Conventionally HEGESMA is based on bins with width of 30 cM. An analysis with bin width less than 30 cM was not performed given that marker data would be sparse for this purpose. Moreover, decisions on multiple tests have not been made in this analysis because heterogeneity-based genome scan meta-analysis is an exploratory non-parametric procedure interested in the relative significance of the regions (Rothman 1990). The statistical significance values that we report are nominal and they should be interpreted with caution given the multiple bins tested, even if these bin results are correlated. Another limitation of the analysis is the use of the variable map density within and between studies (Lewis et al. 2003).

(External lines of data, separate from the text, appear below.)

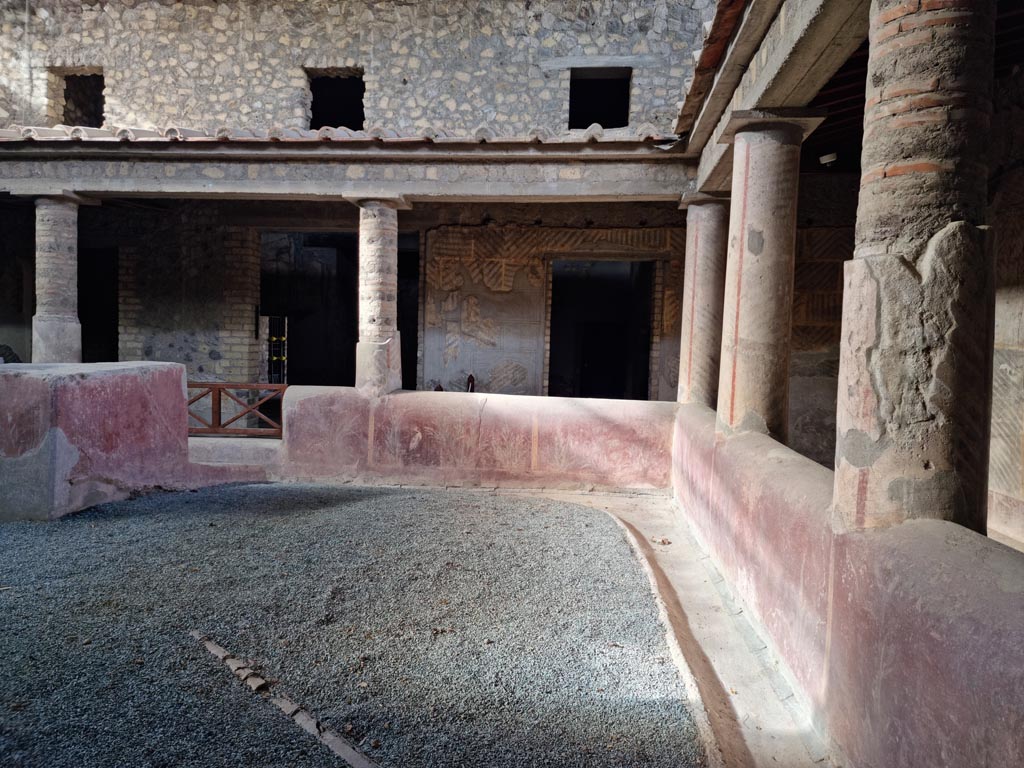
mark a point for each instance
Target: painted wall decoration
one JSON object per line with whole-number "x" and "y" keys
{"x": 486, "y": 302}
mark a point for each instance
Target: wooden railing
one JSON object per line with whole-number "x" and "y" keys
{"x": 248, "y": 412}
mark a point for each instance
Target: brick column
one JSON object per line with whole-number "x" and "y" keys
{"x": 56, "y": 335}
{"x": 704, "y": 294}
{"x": 378, "y": 354}
{"x": 914, "y": 391}
{"x": 754, "y": 381}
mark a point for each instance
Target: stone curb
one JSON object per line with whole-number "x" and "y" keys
{"x": 302, "y": 718}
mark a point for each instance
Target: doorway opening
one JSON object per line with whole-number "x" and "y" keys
{"x": 600, "y": 329}
{"x": 97, "y": 303}
{"x": 309, "y": 285}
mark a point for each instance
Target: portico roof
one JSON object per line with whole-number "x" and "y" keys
{"x": 591, "y": 165}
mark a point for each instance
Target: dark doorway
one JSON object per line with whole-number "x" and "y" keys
{"x": 409, "y": 304}
{"x": 600, "y": 329}
{"x": 312, "y": 281}
{"x": 97, "y": 303}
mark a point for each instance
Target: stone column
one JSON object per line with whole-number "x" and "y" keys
{"x": 704, "y": 287}
{"x": 914, "y": 390}
{"x": 56, "y": 335}
{"x": 754, "y": 381}
{"x": 378, "y": 354}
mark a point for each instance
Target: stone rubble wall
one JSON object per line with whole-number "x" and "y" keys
{"x": 452, "y": 66}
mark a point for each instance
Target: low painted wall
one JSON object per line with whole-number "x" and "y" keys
{"x": 459, "y": 438}
{"x": 72, "y": 436}
{"x": 906, "y": 642}
{"x": 76, "y": 435}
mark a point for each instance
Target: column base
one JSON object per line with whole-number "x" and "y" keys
{"x": 56, "y": 338}
{"x": 378, "y": 366}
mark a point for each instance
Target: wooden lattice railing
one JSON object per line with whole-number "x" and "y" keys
{"x": 246, "y": 419}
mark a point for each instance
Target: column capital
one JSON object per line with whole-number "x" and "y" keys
{"x": 702, "y": 199}
{"x": 752, "y": 120}
{"x": 397, "y": 202}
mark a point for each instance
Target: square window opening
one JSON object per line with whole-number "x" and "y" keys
{"x": 600, "y": 94}
{"x": 83, "y": 99}
{"x": 337, "y": 98}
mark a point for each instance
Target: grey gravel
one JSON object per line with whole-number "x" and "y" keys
{"x": 428, "y": 628}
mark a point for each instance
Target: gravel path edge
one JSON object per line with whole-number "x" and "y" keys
{"x": 693, "y": 698}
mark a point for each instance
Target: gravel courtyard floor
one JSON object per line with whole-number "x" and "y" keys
{"x": 430, "y": 628}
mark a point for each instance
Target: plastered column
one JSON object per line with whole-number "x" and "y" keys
{"x": 704, "y": 286}
{"x": 56, "y": 335}
{"x": 914, "y": 393}
{"x": 378, "y": 353}
{"x": 754, "y": 380}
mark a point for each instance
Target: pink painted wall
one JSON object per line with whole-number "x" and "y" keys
{"x": 459, "y": 438}
{"x": 76, "y": 435}
{"x": 907, "y": 642}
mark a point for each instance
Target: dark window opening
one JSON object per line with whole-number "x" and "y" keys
{"x": 337, "y": 100}
{"x": 97, "y": 303}
{"x": 600, "y": 94}
{"x": 600, "y": 329}
{"x": 84, "y": 100}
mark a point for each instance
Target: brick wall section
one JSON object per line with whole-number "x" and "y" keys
{"x": 240, "y": 345}
{"x": 454, "y": 66}
{"x": 189, "y": 296}
{"x": 56, "y": 258}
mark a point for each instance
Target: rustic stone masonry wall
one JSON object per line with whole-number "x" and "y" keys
{"x": 453, "y": 65}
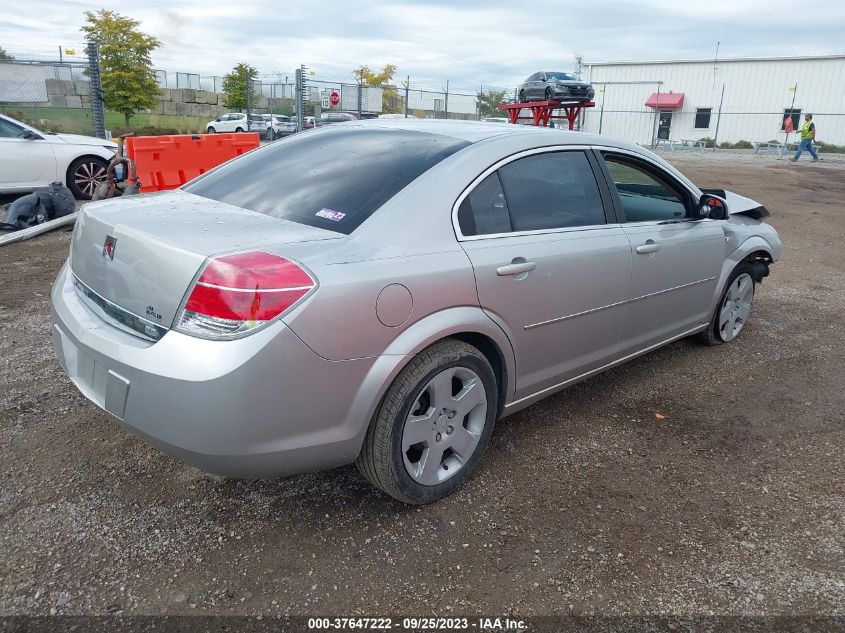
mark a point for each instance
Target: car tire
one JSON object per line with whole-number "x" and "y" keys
{"x": 733, "y": 309}
{"x": 421, "y": 405}
{"x": 84, "y": 174}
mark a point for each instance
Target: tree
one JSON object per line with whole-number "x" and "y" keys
{"x": 390, "y": 99}
{"x": 487, "y": 102}
{"x": 237, "y": 84}
{"x": 129, "y": 82}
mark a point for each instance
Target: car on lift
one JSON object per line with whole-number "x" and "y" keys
{"x": 30, "y": 158}
{"x": 548, "y": 86}
{"x": 382, "y": 292}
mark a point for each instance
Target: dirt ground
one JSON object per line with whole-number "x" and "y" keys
{"x": 693, "y": 480}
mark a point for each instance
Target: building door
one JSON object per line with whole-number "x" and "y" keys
{"x": 664, "y": 124}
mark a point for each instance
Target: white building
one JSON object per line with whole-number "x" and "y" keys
{"x": 639, "y": 101}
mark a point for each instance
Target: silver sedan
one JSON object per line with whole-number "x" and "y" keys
{"x": 382, "y": 292}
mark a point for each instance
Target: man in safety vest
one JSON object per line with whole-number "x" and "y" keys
{"x": 808, "y": 135}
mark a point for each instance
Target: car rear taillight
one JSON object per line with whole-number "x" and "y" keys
{"x": 236, "y": 294}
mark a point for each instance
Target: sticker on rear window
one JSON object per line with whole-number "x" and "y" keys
{"x": 331, "y": 214}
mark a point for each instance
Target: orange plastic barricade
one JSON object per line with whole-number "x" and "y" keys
{"x": 167, "y": 162}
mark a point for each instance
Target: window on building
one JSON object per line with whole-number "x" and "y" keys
{"x": 702, "y": 118}
{"x": 794, "y": 114}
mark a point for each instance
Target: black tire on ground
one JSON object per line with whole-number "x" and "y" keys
{"x": 381, "y": 460}
{"x": 84, "y": 174}
{"x": 711, "y": 335}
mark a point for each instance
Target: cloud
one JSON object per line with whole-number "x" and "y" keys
{"x": 496, "y": 43}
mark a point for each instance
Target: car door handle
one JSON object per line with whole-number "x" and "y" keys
{"x": 515, "y": 268}
{"x": 648, "y": 247}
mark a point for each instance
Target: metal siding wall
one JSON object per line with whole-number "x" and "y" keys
{"x": 756, "y": 93}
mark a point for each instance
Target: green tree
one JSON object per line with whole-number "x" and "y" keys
{"x": 390, "y": 99}
{"x": 129, "y": 82}
{"x": 489, "y": 100}
{"x": 237, "y": 84}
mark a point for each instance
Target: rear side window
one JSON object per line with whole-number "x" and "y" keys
{"x": 553, "y": 190}
{"x": 485, "y": 211}
{"x": 333, "y": 180}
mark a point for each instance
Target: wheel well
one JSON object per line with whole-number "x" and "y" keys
{"x": 493, "y": 354}
{"x": 67, "y": 172}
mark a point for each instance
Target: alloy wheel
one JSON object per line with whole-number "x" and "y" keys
{"x": 88, "y": 175}
{"x": 445, "y": 425}
{"x": 736, "y": 307}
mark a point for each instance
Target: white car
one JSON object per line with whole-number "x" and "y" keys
{"x": 232, "y": 122}
{"x": 30, "y": 158}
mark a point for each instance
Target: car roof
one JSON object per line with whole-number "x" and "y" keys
{"x": 475, "y": 131}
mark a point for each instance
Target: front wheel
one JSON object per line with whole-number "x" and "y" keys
{"x": 84, "y": 175}
{"x": 433, "y": 424}
{"x": 734, "y": 307}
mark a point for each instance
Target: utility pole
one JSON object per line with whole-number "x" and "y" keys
{"x": 719, "y": 119}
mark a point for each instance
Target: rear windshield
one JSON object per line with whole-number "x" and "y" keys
{"x": 333, "y": 180}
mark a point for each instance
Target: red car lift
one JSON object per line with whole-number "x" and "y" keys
{"x": 541, "y": 111}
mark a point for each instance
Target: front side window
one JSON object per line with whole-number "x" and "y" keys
{"x": 552, "y": 190}
{"x": 644, "y": 197}
{"x": 485, "y": 210}
{"x": 9, "y": 129}
{"x": 334, "y": 179}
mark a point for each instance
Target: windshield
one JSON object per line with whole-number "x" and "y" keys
{"x": 332, "y": 180}
{"x": 561, "y": 77}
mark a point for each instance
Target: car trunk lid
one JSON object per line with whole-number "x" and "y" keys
{"x": 141, "y": 253}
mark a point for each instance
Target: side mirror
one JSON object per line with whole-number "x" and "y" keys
{"x": 713, "y": 207}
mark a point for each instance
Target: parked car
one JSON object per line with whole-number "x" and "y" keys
{"x": 383, "y": 292}
{"x": 231, "y": 122}
{"x": 548, "y": 86}
{"x": 30, "y": 158}
{"x": 282, "y": 126}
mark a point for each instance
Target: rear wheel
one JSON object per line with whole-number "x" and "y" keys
{"x": 84, "y": 174}
{"x": 733, "y": 309}
{"x": 433, "y": 424}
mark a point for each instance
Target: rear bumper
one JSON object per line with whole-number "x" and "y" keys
{"x": 261, "y": 405}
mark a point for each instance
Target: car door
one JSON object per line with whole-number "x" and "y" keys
{"x": 549, "y": 266}
{"x": 676, "y": 258}
{"x": 24, "y": 162}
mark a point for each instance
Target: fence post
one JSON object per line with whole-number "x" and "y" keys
{"x": 98, "y": 111}
{"x": 298, "y": 100}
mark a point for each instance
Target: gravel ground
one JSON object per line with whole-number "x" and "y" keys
{"x": 693, "y": 480}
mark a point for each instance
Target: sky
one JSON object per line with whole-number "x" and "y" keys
{"x": 468, "y": 42}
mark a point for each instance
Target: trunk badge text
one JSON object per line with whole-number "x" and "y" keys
{"x": 109, "y": 246}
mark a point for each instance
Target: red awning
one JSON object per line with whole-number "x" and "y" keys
{"x": 665, "y": 100}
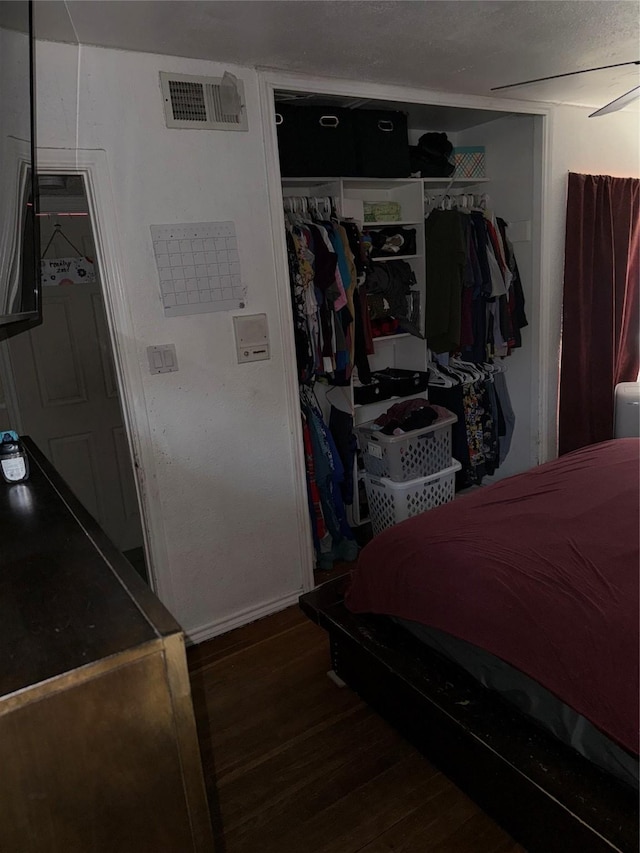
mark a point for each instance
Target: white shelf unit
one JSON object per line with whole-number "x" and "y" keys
{"x": 403, "y": 350}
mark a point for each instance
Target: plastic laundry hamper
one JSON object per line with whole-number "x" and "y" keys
{"x": 390, "y": 502}
{"x": 417, "y": 453}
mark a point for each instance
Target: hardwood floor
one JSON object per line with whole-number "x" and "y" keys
{"x": 296, "y": 764}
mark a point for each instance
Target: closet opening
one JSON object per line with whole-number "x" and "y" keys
{"x": 414, "y": 288}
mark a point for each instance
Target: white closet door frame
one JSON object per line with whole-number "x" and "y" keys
{"x": 545, "y": 348}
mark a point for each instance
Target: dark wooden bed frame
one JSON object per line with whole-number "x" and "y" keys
{"x": 547, "y": 796}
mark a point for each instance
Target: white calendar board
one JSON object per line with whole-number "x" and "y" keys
{"x": 198, "y": 267}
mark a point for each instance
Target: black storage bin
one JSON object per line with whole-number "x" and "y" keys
{"x": 391, "y": 382}
{"x": 382, "y": 143}
{"x": 316, "y": 141}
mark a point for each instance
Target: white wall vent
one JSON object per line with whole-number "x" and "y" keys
{"x": 209, "y": 103}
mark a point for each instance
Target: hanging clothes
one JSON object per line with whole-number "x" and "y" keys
{"x": 333, "y": 538}
{"x": 474, "y": 291}
{"x": 326, "y": 271}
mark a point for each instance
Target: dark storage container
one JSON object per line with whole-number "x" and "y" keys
{"x": 391, "y": 382}
{"x": 382, "y": 143}
{"x": 316, "y": 141}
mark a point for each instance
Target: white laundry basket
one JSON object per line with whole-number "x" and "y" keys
{"x": 417, "y": 453}
{"x": 391, "y": 502}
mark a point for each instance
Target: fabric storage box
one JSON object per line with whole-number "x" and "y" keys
{"x": 382, "y": 143}
{"x": 390, "y": 503}
{"x": 389, "y": 383}
{"x": 315, "y": 141}
{"x": 382, "y": 211}
{"x": 391, "y": 242}
{"x": 469, "y": 162}
{"x": 416, "y": 453}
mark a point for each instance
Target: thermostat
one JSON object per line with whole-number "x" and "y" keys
{"x": 252, "y": 337}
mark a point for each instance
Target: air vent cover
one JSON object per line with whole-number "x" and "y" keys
{"x": 211, "y": 103}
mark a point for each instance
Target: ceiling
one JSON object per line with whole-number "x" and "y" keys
{"x": 444, "y": 45}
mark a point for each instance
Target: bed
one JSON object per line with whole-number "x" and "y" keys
{"x": 500, "y": 634}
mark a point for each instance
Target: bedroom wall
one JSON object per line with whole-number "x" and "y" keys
{"x": 221, "y": 432}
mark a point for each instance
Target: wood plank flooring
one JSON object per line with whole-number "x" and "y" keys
{"x": 295, "y": 764}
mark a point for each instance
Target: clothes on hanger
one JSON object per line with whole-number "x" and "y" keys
{"x": 326, "y": 270}
{"x": 332, "y": 536}
{"x": 475, "y": 299}
{"x": 482, "y": 435}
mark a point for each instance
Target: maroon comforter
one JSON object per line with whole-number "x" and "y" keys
{"x": 541, "y": 570}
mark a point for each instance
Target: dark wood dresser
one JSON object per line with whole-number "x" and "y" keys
{"x": 98, "y": 746}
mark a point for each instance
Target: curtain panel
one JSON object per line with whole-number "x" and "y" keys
{"x": 601, "y": 310}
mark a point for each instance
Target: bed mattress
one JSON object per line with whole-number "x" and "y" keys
{"x": 540, "y": 570}
{"x": 532, "y": 699}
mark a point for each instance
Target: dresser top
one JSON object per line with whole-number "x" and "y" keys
{"x": 68, "y": 598}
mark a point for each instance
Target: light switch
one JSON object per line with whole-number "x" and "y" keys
{"x": 252, "y": 337}
{"x": 162, "y": 358}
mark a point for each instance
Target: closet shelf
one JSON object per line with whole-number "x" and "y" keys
{"x": 391, "y": 337}
{"x": 395, "y": 258}
{"x": 457, "y": 182}
{"x": 374, "y": 225}
{"x": 389, "y": 400}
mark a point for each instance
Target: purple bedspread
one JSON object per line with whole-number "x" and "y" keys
{"x": 540, "y": 569}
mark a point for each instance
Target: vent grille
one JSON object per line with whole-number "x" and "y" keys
{"x": 187, "y": 101}
{"x": 203, "y": 102}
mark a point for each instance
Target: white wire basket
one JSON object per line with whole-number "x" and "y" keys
{"x": 391, "y": 502}
{"x": 417, "y": 453}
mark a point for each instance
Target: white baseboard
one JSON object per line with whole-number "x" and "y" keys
{"x": 242, "y": 617}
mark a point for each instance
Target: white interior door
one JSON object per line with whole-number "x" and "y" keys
{"x": 65, "y": 383}
{"x": 68, "y": 401}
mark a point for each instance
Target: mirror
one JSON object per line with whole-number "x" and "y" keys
{"x": 20, "y": 306}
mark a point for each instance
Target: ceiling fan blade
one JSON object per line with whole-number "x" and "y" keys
{"x": 568, "y": 74}
{"x": 619, "y": 103}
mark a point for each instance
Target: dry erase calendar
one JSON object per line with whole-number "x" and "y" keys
{"x": 198, "y": 267}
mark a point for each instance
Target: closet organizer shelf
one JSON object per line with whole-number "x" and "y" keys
{"x": 371, "y": 226}
{"x": 401, "y": 350}
{"x": 395, "y": 258}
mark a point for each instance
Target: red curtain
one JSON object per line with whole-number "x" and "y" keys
{"x": 600, "y": 314}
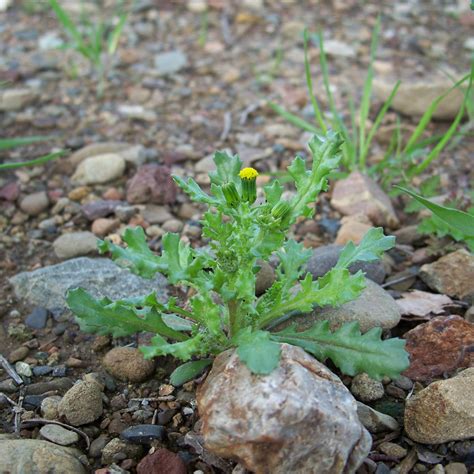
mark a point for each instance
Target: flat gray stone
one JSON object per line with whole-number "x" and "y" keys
{"x": 59, "y": 435}
{"x": 325, "y": 258}
{"x": 33, "y": 456}
{"x": 374, "y": 308}
{"x": 47, "y": 287}
{"x": 170, "y": 62}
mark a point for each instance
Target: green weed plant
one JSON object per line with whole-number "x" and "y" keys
{"x": 224, "y": 311}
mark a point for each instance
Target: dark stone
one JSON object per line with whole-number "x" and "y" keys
{"x": 329, "y": 226}
{"x": 59, "y": 371}
{"x": 163, "y": 461}
{"x": 165, "y": 416}
{"x": 382, "y": 469}
{"x": 143, "y": 434}
{"x": 325, "y": 258}
{"x": 96, "y": 447}
{"x": 59, "y": 329}
{"x": 101, "y": 208}
{"x": 33, "y": 401}
{"x": 37, "y": 318}
{"x": 42, "y": 370}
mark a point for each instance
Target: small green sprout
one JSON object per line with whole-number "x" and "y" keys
{"x": 224, "y": 311}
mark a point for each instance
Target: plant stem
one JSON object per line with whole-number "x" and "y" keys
{"x": 233, "y": 306}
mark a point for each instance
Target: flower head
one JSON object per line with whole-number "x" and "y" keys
{"x": 248, "y": 173}
{"x": 248, "y": 177}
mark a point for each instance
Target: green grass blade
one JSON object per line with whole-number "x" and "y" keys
{"x": 7, "y": 143}
{"x": 37, "y": 161}
{"x": 459, "y": 220}
{"x": 293, "y": 119}
{"x": 426, "y": 117}
{"x": 336, "y": 122}
{"x": 367, "y": 94}
{"x": 378, "y": 121}
{"x": 434, "y": 153}
{"x": 309, "y": 83}
{"x": 116, "y": 33}
{"x": 67, "y": 23}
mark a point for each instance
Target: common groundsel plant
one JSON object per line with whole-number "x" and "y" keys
{"x": 224, "y": 311}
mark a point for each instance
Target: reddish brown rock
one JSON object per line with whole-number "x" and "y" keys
{"x": 161, "y": 461}
{"x": 439, "y": 346}
{"x": 359, "y": 194}
{"x": 151, "y": 184}
{"x": 452, "y": 275}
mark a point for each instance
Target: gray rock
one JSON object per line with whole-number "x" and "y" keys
{"x": 134, "y": 154}
{"x": 414, "y": 97}
{"x": 325, "y": 258}
{"x": 374, "y": 308}
{"x": 37, "y": 318}
{"x": 99, "y": 169}
{"x": 118, "y": 450}
{"x": 339, "y": 49}
{"x": 170, "y": 62}
{"x": 22, "y": 368}
{"x": 16, "y": 99}
{"x": 443, "y": 411}
{"x": 375, "y": 421}
{"x": 34, "y": 203}
{"x": 49, "y": 407}
{"x": 452, "y": 275}
{"x": 128, "y": 364}
{"x": 18, "y": 354}
{"x": 97, "y": 446}
{"x": 299, "y": 419}
{"x": 33, "y": 456}
{"x": 366, "y": 389}
{"x": 59, "y": 435}
{"x": 75, "y": 244}
{"x": 81, "y": 404}
{"x": 47, "y": 286}
{"x": 359, "y": 194}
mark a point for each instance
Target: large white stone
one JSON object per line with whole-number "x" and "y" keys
{"x": 299, "y": 419}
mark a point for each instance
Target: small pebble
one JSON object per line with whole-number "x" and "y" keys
{"x": 392, "y": 449}
{"x": 366, "y": 389}
{"x": 37, "y": 318}
{"x": 143, "y": 434}
{"x": 22, "y": 368}
{"x": 96, "y": 447}
{"x": 59, "y": 435}
{"x": 127, "y": 364}
{"x": 41, "y": 370}
{"x": 455, "y": 468}
{"x": 35, "y": 203}
{"x": 18, "y": 354}
{"x": 49, "y": 407}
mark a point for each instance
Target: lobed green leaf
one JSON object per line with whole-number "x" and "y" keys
{"x": 257, "y": 351}
{"x": 351, "y": 351}
{"x": 119, "y": 318}
{"x": 371, "y": 248}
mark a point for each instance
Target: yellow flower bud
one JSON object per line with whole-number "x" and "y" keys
{"x": 249, "y": 187}
{"x": 231, "y": 194}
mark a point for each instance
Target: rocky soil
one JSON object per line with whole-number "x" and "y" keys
{"x": 185, "y": 83}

Given these limitations, we should caution that the proportion of type I and II errors may be considerable. Type II errors are expected to be less common in the meta-analysis than in single studies, but the total evidence is not extensive enough to be deemed conclusive even in the combined database. It is possible that some important regions may have been missed, while some of the identified regions may result from type I errors. Genetic effects of single genes are likely to be small. Candidate gene studies highlight that single-gene effects may be variable across populations, may differ between generally-defined preeclampsia and severe preeclampsia or postulated effects may be subject to bias (Kosmas et al. 2003, 2004). Obtaining large-scale evidence with collaborative meta-analyses is a step towards bypassing these problems (Ioannidis et al. 2006).

In conclusion, allowing for these caveats, the genome scan meta-analysis provides some evidence of linkage for several regions in general and severe preeclampsia. Further investigation of these regions by genotyping with additional markers and families may direct the identification of candidate genes for association studies in preeclampsia.